Title IX garbage
(Written by kencraw)
The New York Times has an article up about the cuts of sports at Cal. In it, it states:
The elimination of two women’s teams — lacrosse and gymnastics — threw the Cal athletic department out of compliance with the federal gender-equity law known as Title IX. Without the five teams, the university, based on numbers it provided, will have to add 50 spots for women and eliminate 80 spots for men to meet Title IX requirements.
The reason is that if you cut even ONE women’s sport, you’re now forced to match the men/women ratio of the athletic department to the ratio of the student body. If you don’t cut a women’s sport, you can use a couple of different methods that allow for some inequity.
This is absolutely ridiculous… Let me show you how. Cal cut 5 sports:
Men’s Rugby: 63 men
Men’s Baseball: 36 men
Men’s Gymnastics: 19 men
Women’s Gymnastics: 13 women
Women’s Lacrosse: 25 women
That’s 118 men cut and only 38 women cut for those who don’t want to do the simple arithmetic. And somehow doing this is a violation of not letting women participate in sports?
Or lets look at it a different way, like on a sport by sport basis. Cal already had one more women’s sport than men’s sport, 14-13. With the cuts it’ll be down to 12-10 in favor of the women, where the only men’s only sport is Football and women have Field-Hockey, Softball and Volleyball as women’s only sports.
This is an injustice. There’s no other way to say it.
By any basis besides equal participation, a crummy way to judge things if there ever was one (what do you do if no women want to participate? Men can’t do things just because women aren’t interested?), there’s no way to justify this sort of thing. Whether we’re judging by opportunities for participation, by dollars spent, by number of sports, the men are getting the shaft. They bring in effectively all the dollars and they don’t have all the sports that the women do (you don’t think there are men who would like to play Volleyball?).
As a quick aside, I suspect the way this is going to be resolved (since it’s clear, albeit in an unstated way, from the article that the wheels are in motion to sue the university) is that with the dollars raised, both women’s sports will be retained, as well as the baseball team.
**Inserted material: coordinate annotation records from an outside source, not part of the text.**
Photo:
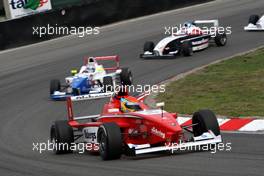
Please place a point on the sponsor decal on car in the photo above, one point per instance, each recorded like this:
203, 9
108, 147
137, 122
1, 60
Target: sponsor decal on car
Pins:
157, 132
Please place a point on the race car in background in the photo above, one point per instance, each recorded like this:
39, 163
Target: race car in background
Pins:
93, 81
255, 23
128, 126
193, 36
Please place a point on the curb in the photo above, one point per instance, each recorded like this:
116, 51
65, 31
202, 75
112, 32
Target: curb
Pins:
249, 124
231, 124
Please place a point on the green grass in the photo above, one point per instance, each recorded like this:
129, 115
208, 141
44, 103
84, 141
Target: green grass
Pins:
234, 87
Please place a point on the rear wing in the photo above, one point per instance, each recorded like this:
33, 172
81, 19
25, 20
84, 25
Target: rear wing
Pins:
107, 58
71, 116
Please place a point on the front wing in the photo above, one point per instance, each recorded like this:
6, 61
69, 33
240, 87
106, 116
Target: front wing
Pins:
64, 96
198, 141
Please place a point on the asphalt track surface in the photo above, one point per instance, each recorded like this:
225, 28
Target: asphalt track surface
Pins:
27, 112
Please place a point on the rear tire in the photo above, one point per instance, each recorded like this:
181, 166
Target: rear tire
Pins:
205, 120
110, 141
253, 19
149, 46
61, 135
108, 83
54, 86
126, 77
186, 48
220, 39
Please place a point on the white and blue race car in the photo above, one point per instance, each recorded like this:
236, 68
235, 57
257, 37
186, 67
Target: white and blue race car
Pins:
192, 36
255, 23
92, 81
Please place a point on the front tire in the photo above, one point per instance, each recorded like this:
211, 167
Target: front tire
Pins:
126, 77
187, 48
203, 121
55, 85
220, 39
110, 141
62, 137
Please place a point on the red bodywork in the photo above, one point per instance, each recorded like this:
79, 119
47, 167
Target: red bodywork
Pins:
149, 126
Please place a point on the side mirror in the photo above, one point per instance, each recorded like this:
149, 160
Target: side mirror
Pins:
74, 72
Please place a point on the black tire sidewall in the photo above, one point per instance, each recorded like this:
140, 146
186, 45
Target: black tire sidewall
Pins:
205, 120
62, 133
113, 142
126, 77
149, 46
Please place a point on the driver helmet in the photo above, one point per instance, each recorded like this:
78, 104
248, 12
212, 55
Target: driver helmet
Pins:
91, 65
129, 105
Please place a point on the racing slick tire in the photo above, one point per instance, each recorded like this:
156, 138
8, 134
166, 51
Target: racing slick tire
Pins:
203, 121
108, 83
126, 77
54, 86
253, 19
186, 48
220, 39
61, 135
149, 46
110, 141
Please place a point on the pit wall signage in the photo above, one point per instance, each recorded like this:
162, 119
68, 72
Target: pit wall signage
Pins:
20, 8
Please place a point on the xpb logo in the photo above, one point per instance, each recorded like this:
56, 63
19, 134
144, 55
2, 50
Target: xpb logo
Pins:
27, 4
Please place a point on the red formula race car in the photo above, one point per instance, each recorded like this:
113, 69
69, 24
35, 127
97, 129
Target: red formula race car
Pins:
128, 126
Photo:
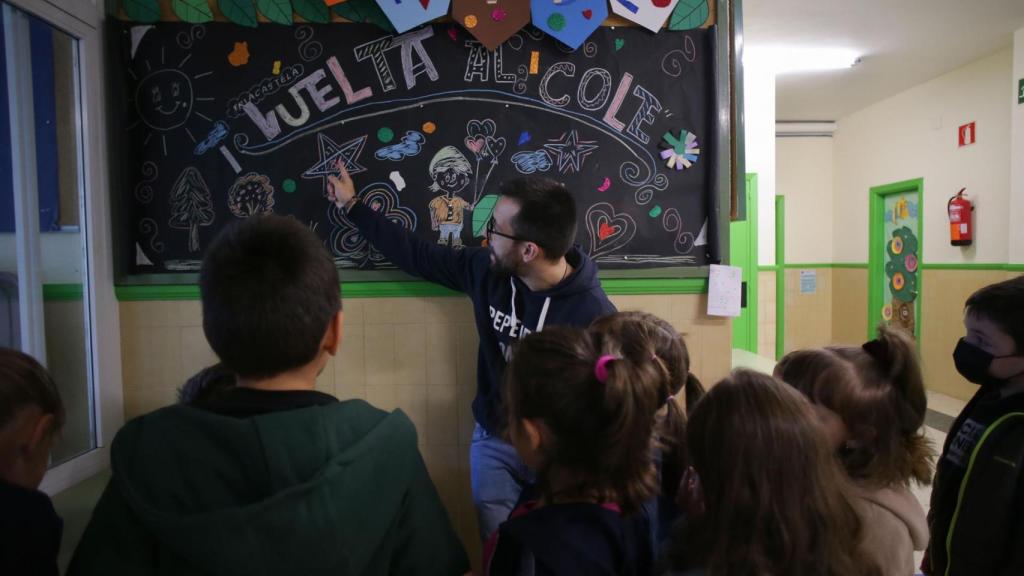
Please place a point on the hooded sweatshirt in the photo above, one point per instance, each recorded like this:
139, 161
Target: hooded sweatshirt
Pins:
336, 489
895, 526
504, 306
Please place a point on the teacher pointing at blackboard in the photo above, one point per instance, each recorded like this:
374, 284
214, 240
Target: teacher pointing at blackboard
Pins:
530, 275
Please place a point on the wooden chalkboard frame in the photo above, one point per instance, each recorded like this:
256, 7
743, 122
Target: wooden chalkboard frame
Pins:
729, 170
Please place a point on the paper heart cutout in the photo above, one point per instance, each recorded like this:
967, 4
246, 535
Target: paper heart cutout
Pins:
475, 145
496, 146
608, 231
480, 127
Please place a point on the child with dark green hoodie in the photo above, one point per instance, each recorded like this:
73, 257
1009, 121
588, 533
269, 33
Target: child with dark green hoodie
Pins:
269, 477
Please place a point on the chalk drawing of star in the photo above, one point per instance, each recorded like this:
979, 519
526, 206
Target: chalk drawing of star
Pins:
330, 153
571, 151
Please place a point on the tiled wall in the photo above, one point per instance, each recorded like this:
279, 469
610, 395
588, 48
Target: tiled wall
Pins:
414, 354
849, 305
766, 314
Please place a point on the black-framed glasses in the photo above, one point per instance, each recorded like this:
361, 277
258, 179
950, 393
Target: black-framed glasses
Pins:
493, 232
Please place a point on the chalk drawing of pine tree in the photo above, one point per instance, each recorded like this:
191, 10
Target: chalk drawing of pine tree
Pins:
190, 205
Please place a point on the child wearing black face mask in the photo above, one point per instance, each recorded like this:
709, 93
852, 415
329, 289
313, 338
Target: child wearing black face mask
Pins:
977, 511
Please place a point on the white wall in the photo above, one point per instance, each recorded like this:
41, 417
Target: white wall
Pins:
1016, 221
759, 112
804, 176
914, 134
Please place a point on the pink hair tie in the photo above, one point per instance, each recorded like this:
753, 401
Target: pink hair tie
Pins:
601, 368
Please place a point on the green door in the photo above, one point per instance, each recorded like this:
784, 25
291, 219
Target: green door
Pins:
743, 253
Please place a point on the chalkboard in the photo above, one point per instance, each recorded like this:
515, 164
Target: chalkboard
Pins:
222, 122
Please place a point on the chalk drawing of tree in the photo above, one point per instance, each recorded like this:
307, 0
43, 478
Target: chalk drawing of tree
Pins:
190, 205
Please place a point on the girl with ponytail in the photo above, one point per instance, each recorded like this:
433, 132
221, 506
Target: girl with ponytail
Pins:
871, 402
582, 415
645, 336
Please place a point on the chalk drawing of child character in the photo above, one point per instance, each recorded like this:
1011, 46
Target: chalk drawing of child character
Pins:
451, 171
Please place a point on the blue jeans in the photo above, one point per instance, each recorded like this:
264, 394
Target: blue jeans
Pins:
498, 477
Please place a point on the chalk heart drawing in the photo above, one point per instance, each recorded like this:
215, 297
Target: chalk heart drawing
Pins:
475, 145
481, 127
608, 231
496, 146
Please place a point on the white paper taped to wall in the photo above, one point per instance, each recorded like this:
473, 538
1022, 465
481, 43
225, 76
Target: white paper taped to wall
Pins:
724, 290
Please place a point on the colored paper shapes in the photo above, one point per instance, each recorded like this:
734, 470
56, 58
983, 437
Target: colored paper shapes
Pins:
408, 14
688, 14
491, 22
682, 152
240, 55
648, 14
570, 22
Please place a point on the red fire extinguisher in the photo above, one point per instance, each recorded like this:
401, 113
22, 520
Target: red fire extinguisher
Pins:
961, 231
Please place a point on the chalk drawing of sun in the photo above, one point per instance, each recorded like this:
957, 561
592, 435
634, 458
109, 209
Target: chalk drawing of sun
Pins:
165, 97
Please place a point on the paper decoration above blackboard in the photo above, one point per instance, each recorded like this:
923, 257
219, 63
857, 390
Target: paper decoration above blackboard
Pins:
570, 23
491, 22
648, 13
411, 13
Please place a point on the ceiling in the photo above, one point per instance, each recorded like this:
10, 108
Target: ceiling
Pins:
904, 43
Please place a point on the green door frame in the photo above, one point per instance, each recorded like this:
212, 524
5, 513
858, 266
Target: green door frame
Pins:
749, 340
877, 245
779, 277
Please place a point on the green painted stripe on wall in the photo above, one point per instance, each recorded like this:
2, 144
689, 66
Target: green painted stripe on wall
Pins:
612, 286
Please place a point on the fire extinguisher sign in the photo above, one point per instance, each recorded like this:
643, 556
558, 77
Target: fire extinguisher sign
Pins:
967, 134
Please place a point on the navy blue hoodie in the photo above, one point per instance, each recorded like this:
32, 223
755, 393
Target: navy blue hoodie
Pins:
505, 309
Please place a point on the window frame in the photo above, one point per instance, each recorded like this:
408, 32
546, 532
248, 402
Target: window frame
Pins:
83, 19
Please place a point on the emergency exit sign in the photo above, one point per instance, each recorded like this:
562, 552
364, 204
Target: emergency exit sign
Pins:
967, 134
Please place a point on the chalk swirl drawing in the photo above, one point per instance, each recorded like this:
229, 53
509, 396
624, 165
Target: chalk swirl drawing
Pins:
683, 241
309, 49
251, 195
531, 161
608, 231
143, 190
148, 228
645, 194
348, 244
411, 145
671, 64
185, 39
192, 206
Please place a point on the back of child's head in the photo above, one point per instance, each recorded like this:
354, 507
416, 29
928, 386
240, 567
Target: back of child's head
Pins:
598, 404
24, 382
1001, 303
775, 500
641, 331
269, 290
878, 391
644, 336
That will allow the University to avoid the wrath of the unfair and keep the sport that from all indications in the one doing all the fund-raising (baseball). (Sucks to be Men’s gymnastics)
But the pragmatics of how the university will avoid this mess aside, this is a travesty and an injustice.
Title IX must go!
February 10th, 2011 at 6:42 pm
Mend it, don’t end it. The rules need to be changed, but Title IX has dramatically changed the participation of women in athletics, and that needs to continue.
February 12th, 2011 at 11:28 am
“This is an injustice. There’s no other way to say it.”
It’s a significantly smaller injustice than the conditions prior to title IX, and the conditions that would likely currently be the case nationwide without title IX. I think the law has become cumbersome and rigid, but I really don’t see why equal participation is a “crummy way to judge things.” It’s way less crummier than total sports by gender, which you imply is a much more meaningful measure.
February 12th, 2011 at 9:58 pm
Total participation is a crummy way to judge things because it assume equal interest; it assumes equal value to the university; it assumes equal worthiness to participate (and I am NOT saying that women are less worthy to participate in sports in general, only that it is possible that a population of women, may not be as deserving as a population of men based on their efforts, both academically and athletically)
There’s no perfect measure and I apologize if it appeared I was suggesting that sports per gender was an especially great one. I think it is as valid as many other measures, but definitely not the sole answer.
The more I think about it, the measure that should be used in the law is funding. Dollars drive the world (sad but true). It also allows for private donations to drive exceptions to the rules.